Chapter no 57

The Ashes & the Star-Cursed King

I didn’t know that the tunnels extended this far beyond the castle grounds. I knew that Vincent hadn’t trusted me with everything, but sometimes, the extent of all he had withheld still threw me. He had

always told me that the passages were through the castle grounds only. But Jesmine led us through a little shack on the outskirts of the city, and through a trap door in its dirty, fully furnished bedroom that led down into the tunnels.

I didn’t even have time to be bothered by this now. Of course Vincent wouldn’t have told me about tunnels beyond the grounds. He wanted me to stay exactly where I was, safely within the walls of his castle.

Why should I be surprised?

We moved swiftly, though the tunnels, narrow as they were, were inefficient for this number of people. We’d prepared ourselves for potential confrontation down here—we couldn’t know how much of the tunnel system Septimus had discovered—but didn’t encounter a soul. A stroke of luck. Any battle within these narrow passages would be a disaster.

The halls were too dark for my human eyes, but the Nightfire at my blade lit the way. I didn’t consciously intend to run—but my steps grew quicker and quicker the closer we got to the heart of Sivrinaj.

Once we encroached upon the inner city, we started to hear the clashes above.

The sounds started off muffled and dull, the distant rumbles of cracking wood and crumbling stone, the sporadic blasts of explosives. Ketura’s troops, traveling over the streets above us, breaking down the barriers

between us and the castle with the help of the demons and the Nightfire explosives.

The sound raised goosebumps on my arms—in anticipation, not dread. This was what we were supposed to be hearing.
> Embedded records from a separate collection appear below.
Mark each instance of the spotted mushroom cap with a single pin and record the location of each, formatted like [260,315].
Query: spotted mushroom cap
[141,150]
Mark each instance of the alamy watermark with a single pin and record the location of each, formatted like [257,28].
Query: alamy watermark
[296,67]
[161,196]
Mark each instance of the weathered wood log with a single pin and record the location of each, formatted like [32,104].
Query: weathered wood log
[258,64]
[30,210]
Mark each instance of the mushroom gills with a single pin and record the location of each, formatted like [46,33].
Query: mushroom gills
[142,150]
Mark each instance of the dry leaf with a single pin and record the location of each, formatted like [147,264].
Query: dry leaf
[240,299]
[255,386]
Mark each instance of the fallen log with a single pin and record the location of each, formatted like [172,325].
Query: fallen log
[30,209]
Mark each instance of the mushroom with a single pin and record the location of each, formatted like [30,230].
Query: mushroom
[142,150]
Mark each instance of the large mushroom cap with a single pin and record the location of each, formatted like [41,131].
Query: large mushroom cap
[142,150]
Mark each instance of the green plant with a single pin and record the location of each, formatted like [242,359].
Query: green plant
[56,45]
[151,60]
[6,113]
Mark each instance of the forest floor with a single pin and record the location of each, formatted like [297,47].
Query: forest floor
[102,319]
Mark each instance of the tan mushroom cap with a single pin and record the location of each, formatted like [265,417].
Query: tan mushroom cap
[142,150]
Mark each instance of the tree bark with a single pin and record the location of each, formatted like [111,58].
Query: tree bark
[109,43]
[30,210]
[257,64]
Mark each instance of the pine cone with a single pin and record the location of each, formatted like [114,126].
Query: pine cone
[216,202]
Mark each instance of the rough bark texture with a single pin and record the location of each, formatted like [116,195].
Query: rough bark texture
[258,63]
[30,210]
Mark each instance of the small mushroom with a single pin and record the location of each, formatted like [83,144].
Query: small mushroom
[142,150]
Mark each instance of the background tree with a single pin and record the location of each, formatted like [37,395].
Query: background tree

That, at least, was the sound of progress.

Soon, those echoes grew louder as the tunnels grew wider and better lit. We were reaching the inner city, moving steadily toward our final destination.

That was when things started to change.

The noises from above were now loud enough to vibrate the walls, the worst of them sending waterfalls of dust and dirt falling from the ceiling, the Nightfire flames shivering with the impact. A knot of unease started in my stomach, though I told myself that we were expecting things to get harder as we progressed—we were prepared for this.

But when a particularly loud BOOM made the ground itself lurch, sending both Jesmine and I stumbling against the walls, we exchanged a wary glance.

Jesmine walked faster, shouting urgent commands to those that followed us, but my steps faltered.

It wasn’t the sound, exactly, that did it. It was something deeper, something in the air itself, that I couldn’t put a name to. It buried under my skin, more persistent than the anxiety of battle. A force pulsing against my magic. A toxic smoke clinging to the inside of my lungs.

It was silent, it was invisible, and it was everywhere.

Fifty years ago, a volcano on one of the Nightborn islands erupted, killing every living thing on it—every living thing except for the birds, which all disappeared six hours before, flying off in one sky-darkening flock.

Was this, I wondered, what the birds had felt like that day?

I doubled my pace, catching up to Jesmine, then overtaking her. She shot me a look that had me wondering if she’d felt what I did, too. I’d never seen her show anything close to fear. And still, this wasn’t fear—not quite

—but it was close enough to be almost as unnerving. “Did you—” she started, but I cut her off.

“We need to get up there.” The words flew from my lips before I knew exactly how true they were. “We need to get up there, now.”